When Pennsylvania legislators decided to abolish slavery in the state, they knew that a complete and immediate abolition of the practice would cause a financial loss to slaveholders by freeing those persons that were already held in bondage.   They also knew that this would be politically unpopular, and might not pass a vote in the legislature.  So they decided on a gradual approach, setting a cut-off date, whereby all of the persons held in bondage as of  March 1, 1780 would remain in bondage, but all children of slaves born in Pennsylvania after that date would be held in bondage only until age twenty-eight.

According to the FAQ, even this gradual abolition was abused.

The “hundreds of children of slaves” that were still around in 1850 came as a result of many severe abuses, misunderstandings and simple disregard for the law. Some of the most blatant and frequent abuses occurred in Lancaster County, where the children of slaves were themselves registered as children of slaves for another twenty-eight years. This practice obviously would have set up an endless cycle, which would have been contrary to the spirit of the law–yet few or none were challenged in court. Some of these abuses were possibly a result of a misunderstanding of the law, and some were justified by the slaveholders by the pregnancy of term slaves.

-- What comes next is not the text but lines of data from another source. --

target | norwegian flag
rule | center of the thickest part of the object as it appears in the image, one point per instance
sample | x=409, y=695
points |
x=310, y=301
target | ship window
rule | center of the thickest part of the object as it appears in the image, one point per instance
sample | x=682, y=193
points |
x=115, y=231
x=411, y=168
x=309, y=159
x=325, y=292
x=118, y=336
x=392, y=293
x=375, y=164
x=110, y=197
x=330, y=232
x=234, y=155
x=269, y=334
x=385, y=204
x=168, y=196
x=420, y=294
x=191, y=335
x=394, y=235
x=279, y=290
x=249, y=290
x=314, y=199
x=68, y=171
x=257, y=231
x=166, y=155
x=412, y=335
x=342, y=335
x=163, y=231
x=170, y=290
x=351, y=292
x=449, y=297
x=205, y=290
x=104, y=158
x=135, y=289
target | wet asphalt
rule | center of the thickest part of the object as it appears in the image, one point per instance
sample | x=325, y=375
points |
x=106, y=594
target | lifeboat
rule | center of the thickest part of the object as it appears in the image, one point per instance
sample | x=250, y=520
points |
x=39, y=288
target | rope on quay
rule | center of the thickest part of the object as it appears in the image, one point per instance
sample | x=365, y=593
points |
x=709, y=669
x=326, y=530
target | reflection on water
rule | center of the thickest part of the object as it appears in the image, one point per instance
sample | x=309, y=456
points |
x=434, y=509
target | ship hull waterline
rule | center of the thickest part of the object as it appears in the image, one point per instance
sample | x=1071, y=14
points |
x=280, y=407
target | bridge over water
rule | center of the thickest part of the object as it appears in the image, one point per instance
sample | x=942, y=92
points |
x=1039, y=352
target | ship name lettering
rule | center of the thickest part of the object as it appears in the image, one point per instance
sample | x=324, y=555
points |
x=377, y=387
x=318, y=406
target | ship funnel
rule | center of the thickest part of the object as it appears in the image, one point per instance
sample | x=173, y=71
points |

In the latter cases, additional years were added to the terms of women in bondage who became pregnant while serving their twenty-eight year term, and their children were in turn registered as slaves.

So the generalization that the student makes about the people of Cumberland County and their attitudes about slavery seems to be a bit incongrous with other accounts of history.  In thinking about this while I was in PA, I realized that the history of the underground railroad in Boiling Springs was only briefly touched on in history class, and the extensive history of slave holding in PA was definitely not mentioned.  I realized that the heroism of those aiding enslaved people who had escaped is often identified by name, but that of the enslaved often remains anonymous.